Nieodpowiedzialny 27-latek wywołał pościg drogowy kończący się w Szczecinie
Ogromną brak odpowiedzialności za swoje czyny wykazał 27-letni mężczyzna, kierując samochodem marki Audi. Po zaciętym pościgu drogowym, zatrzymano go ostatecznie w Szczecinie.
Posługując się pojazdem marki Audi na trasie składającej się z drogi krajowej nr 10, ekspresówki S-10 oraz Szosy Stargardzkiej w Szczecinie, aż do momentu dotarcia do Węzła Szczecin Kijewo, rozpoczął prawdziwą jazdę „na gapę”, stwarzając tym samym poważne niebezpieczeństwo dla innych uczestników ruchu drogowego. Przejeżdżając pod prąd z przekroczeniem dozwolonej prędkości, zmuszał innych kierowców do nagłego hamowania i zjechania na pobocze.

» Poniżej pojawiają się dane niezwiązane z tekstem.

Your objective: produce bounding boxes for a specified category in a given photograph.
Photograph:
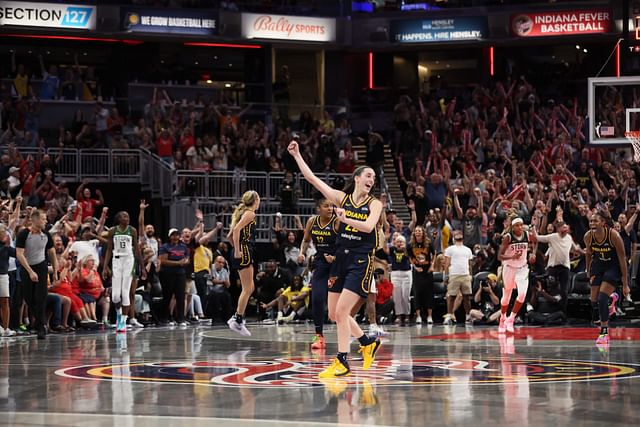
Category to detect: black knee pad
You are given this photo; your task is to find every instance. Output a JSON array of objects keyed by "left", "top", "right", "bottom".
[{"left": 598, "top": 292, "right": 609, "bottom": 322}]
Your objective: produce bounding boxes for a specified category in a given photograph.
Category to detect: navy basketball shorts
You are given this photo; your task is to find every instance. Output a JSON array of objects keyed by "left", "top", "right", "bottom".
[
  {"left": 231, "top": 243, "right": 255, "bottom": 271},
  {"left": 328, "top": 249, "right": 373, "bottom": 298},
  {"left": 590, "top": 268, "right": 622, "bottom": 286}
]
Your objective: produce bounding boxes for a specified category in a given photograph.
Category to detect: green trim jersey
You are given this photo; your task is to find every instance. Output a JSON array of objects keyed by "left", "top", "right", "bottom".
[
  {"left": 113, "top": 225, "right": 133, "bottom": 256},
  {"left": 336, "top": 194, "right": 378, "bottom": 253}
]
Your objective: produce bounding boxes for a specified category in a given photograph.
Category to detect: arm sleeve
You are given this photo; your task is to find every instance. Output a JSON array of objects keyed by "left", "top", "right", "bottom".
[
  {"left": 158, "top": 245, "right": 169, "bottom": 256},
  {"left": 45, "top": 233, "right": 53, "bottom": 250},
  {"left": 16, "top": 229, "right": 29, "bottom": 249}
]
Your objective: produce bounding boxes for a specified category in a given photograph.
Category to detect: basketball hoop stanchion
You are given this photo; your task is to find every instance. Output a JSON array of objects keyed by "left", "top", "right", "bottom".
[{"left": 624, "top": 130, "right": 640, "bottom": 162}]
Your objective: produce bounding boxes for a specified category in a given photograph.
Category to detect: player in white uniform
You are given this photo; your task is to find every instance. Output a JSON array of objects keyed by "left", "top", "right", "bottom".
[
  {"left": 102, "top": 211, "right": 147, "bottom": 332},
  {"left": 498, "top": 217, "right": 537, "bottom": 333}
]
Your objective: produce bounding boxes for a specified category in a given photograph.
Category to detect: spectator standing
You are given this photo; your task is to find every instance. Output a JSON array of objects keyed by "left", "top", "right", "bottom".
[
  {"left": 444, "top": 230, "right": 473, "bottom": 325},
  {"left": 389, "top": 235, "right": 413, "bottom": 326},
  {"left": 38, "top": 55, "right": 60, "bottom": 99},
  {"left": 469, "top": 273, "right": 502, "bottom": 324},
  {"left": 11, "top": 50, "right": 31, "bottom": 98},
  {"left": 16, "top": 210, "right": 58, "bottom": 339},
  {"left": 407, "top": 225, "right": 433, "bottom": 325},
  {"left": 538, "top": 222, "right": 579, "bottom": 309},
  {"left": 76, "top": 179, "right": 104, "bottom": 221},
  {"left": 93, "top": 101, "right": 109, "bottom": 148},
  {"left": 0, "top": 224, "right": 16, "bottom": 337},
  {"left": 158, "top": 228, "right": 190, "bottom": 326},
  {"left": 453, "top": 188, "right": 483, "bottom": 248}
]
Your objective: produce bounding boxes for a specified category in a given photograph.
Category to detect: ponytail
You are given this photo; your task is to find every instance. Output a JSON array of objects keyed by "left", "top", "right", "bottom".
[{"left": 230, "top": 190, "right": 260, "bottom": 230}]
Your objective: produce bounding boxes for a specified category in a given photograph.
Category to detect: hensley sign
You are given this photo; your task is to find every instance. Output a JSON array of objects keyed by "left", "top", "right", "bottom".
[
  {"left": 511, "top": 9, "right": 613, "bottom": 37},
  {"left": 391, "top": 17, "right": 488, "bottom": 43}
]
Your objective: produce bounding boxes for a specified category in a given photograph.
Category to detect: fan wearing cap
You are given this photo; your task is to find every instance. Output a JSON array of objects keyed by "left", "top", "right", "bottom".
[
  {"left": 158, "top": 228, "right": 191, "bottom": 326},
  {"left": 7, "top": 166, "right": 20, "bottom": 194},
  {"left": 498, "top": 217, "right": 538, "bottom": 333}
]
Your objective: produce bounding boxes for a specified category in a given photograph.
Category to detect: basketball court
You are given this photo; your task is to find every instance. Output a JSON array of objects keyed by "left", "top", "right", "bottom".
[{"left": 0, "top": 323, "right": 640, "bottom": 427}]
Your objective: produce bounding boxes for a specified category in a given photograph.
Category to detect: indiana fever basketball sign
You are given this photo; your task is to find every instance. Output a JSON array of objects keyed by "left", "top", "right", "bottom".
[{"left": 56, "top": 358, "right": 640, "bottom": 388}]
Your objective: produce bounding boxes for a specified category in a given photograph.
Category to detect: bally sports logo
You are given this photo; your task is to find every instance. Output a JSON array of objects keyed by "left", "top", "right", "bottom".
[
  {"left": 0, "top": 1, "right": 96, "bottom": 30},
  {"left": 242, "top": 13, "right": 336, "bottom": 42}
]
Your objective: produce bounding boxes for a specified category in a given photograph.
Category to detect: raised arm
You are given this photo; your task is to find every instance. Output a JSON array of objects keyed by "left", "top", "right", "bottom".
[
  {"left": 133, "top": 228, "right": 147, "bottom": 280},
  {"left": 298, "top": 216, "right": 315, "bottom": 264},
  {"left": 287, "top": 141, "right": 344, "bottom": 206},
  {"left": 453, "top": 191, "right": 462, "bottom": 219},
  {"left": 584, "top": 230, "right": 593, "bottom": 280},
  {"left": 407, "top": 200, "right": 418, "bottom": 233},
  {"left": 624, "top": 203, "right": 640, "bottom": 234}
]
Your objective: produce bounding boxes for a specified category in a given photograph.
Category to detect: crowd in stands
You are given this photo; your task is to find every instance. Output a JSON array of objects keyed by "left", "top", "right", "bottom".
[{"left": 0, "top": 41, "right": 640, "bottom": 330}]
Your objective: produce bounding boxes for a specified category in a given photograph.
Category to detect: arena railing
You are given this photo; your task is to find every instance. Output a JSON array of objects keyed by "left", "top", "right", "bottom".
[
  {"left": 170, "top": 200, "right": 315, "bottom": 242},
  {"left": 176, "top": 170, "right": 350, "bottom": 203}
]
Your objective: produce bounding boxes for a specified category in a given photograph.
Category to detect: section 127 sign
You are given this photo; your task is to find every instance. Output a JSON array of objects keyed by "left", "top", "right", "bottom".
[
  {"left": 121, "top": 7, "right": 218, "bottom": 36},
  {"left": 391, "top": 17, "right": 489, "bottom": 43}
]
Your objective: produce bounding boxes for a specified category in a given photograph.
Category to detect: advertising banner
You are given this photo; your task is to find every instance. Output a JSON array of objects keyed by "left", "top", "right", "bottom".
[
  {"left": 391, "top": 17, "right": 489, "bottom": 43},
  {"left": 0, "top": 1, "right": 96, "bottom": 30},
  {"left": 511, "top": 9, "right": 613, "bottom": 37},
  {"left": 120, "top": 7, "right": 218, "bottom": 36},
  {"left": 242, "top": 13, "right": 336, "bottom": 42}
]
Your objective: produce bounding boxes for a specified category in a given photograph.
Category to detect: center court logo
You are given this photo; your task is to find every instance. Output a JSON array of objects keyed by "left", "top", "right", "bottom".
[{"left": 56, "top": 357, "right": 640, "bottom": 388}]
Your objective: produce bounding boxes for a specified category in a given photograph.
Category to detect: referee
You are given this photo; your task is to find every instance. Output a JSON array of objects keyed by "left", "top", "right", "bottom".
[
  {"left": 538, "top": 222, "right": 580, "bottom": 313},
  {"left": 16, "top": 210, "right": 58, "bottom": 339}
]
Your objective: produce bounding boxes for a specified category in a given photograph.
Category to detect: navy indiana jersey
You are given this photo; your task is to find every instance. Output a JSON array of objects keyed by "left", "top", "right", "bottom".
[
  {"left": 240, "top": 219, "right": 256, "bottom": 245},
  {"left": 590, "top": 227, "right": 620, "bottom": 274},
  {"left": 311, "top": 215, "right": 338, "bottom": 255},
  {"left": 336, "top": 194, "right": 378, "bottom": 253}
]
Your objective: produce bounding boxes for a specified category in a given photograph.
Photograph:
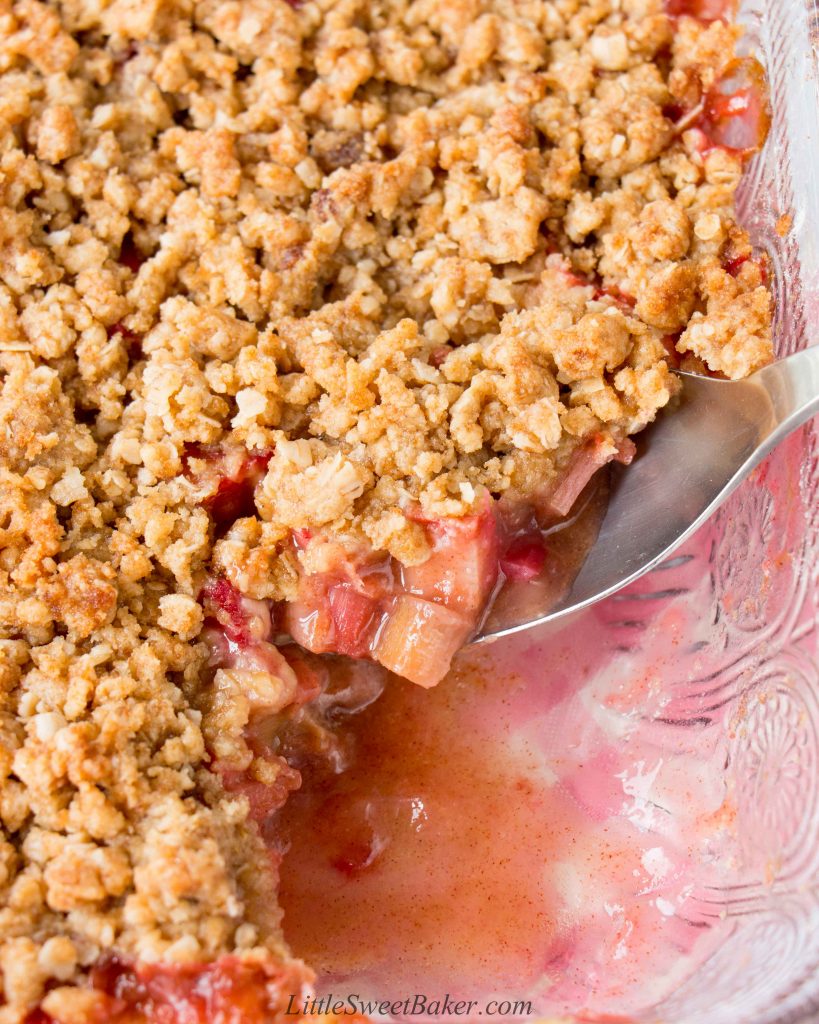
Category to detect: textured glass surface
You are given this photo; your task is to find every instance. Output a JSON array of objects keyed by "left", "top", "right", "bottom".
[
  {"left": 493, "top": 0, "right": 819, "bottom": 1024},
  {"left": 317, "top": 0, "right": 819, "bottom": 1024}
]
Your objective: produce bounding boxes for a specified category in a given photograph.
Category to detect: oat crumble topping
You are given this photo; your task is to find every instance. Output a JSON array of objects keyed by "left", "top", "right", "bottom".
[{"left": 0, "top": 0, "right": 771, "bottom": 1024}]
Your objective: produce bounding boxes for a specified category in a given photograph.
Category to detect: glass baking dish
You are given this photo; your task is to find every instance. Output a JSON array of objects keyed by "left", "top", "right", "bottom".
[{"left": 286, "top": 0, "right": 819, "bottom": 1024}]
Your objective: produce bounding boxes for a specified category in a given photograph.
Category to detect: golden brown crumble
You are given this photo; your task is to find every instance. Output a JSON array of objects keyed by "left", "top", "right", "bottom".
[{"left": 0, "top": 0, "right": 771, "bottom": 1024}]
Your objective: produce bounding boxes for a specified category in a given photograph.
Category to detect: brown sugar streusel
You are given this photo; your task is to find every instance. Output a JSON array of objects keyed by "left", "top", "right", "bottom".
[{"left": 0, "top": 0, "right": 771, "bottom": 1024}]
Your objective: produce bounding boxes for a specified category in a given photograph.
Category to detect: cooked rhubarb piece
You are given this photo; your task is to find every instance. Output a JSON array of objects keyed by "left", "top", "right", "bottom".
[
  {"left": 699, "top": 57, "right": 771, "bottom": 156},
  {"left": 500, "top": 530, "right": 547, "bottom": 582},
  {"left": 373, "top": 594, "right": 475, "bottom": 686},
  {"left": 0, "top": 0, "right": 772, "bottom": 1011},
  {"left": 401, "top": 496, "right": 499, "bottom": 628},
  {"left": 541, "top": 435, "right": 637, "bottom": 517},
  {"left": 284, "top": 495, "right": 499, "bottom": 686},
  {"left": 26, "top": 955, "right": 303, "bottom": 1024},
  {"left": 183, "top": 444, "right": 272, "bottom": 524}
]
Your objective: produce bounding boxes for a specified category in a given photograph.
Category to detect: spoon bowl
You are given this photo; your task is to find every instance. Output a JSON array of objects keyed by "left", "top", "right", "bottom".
[{"left": 474, "top": 345, "right": 819, "bottom": 643}]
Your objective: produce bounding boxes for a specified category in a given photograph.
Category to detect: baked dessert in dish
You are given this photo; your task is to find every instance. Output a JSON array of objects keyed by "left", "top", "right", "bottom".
[{"left": 0, "top": 0, "right": 771, "bottom": 1024}]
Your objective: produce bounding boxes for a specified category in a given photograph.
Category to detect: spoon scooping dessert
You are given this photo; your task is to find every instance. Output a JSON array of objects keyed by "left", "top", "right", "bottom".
[{"left": 473, "top": 345, "right": 819, "bottom": 643}]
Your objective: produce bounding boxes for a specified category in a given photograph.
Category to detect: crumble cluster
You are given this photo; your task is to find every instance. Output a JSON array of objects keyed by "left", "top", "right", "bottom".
[{"left": 0, "top": 0, "right": 771, "bottom": 1024}]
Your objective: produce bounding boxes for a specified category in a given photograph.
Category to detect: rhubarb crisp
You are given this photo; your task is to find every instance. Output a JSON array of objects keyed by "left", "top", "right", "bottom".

Jak informuje asp. Justyna Siwarska, rzeczniczka Komendy Powiatowej Policji w Stargardzie, mężczyzna ignorował sygnały dźwiękowe i świetlne nakazujące zatrzymanie pojazdu wydane przez stróżów prawa. Nie tylko kontynuował swoją dziką jazdę, ale również zmuszał innych do zmiany swojego kierunku, korzystając przy tym z pełnej szerokości jezdni. W trakcie ucieczki kilkukrotnie unikał czołowego zderzenia z nadjeżdżającymi pojazdami. Został zatrzymany w końcu przez policyjny patrol na terenie Szczecina.
Zachowanie 27-latka stanowiło poważne zagrożenie dla bezpieczeństwa na drodze. Zebrane dowody zostały przekazane prokuraturze wraz z wnioskiem o zastosowanie środka zapobiegawczego – tymczasowego aresztowania. Mężczyzna stanął przed obliczem prokuratury, gdzie usłyszał zarzuty niewłaściwego zachowania na drodze oraz stworzenia bezpośredniego niebezpieczeństwa katastrofy komunikacyjnej. Sąd zadecydował o jego tymczasowym aresztowaniu na okres trzech miesięcy. Za swoje czyny grozi mu kara do 8 lat pozbawienia wolności. Śledztwo w tej sprawie prowadzi Prokuratura Rejonowa w Stargardzie.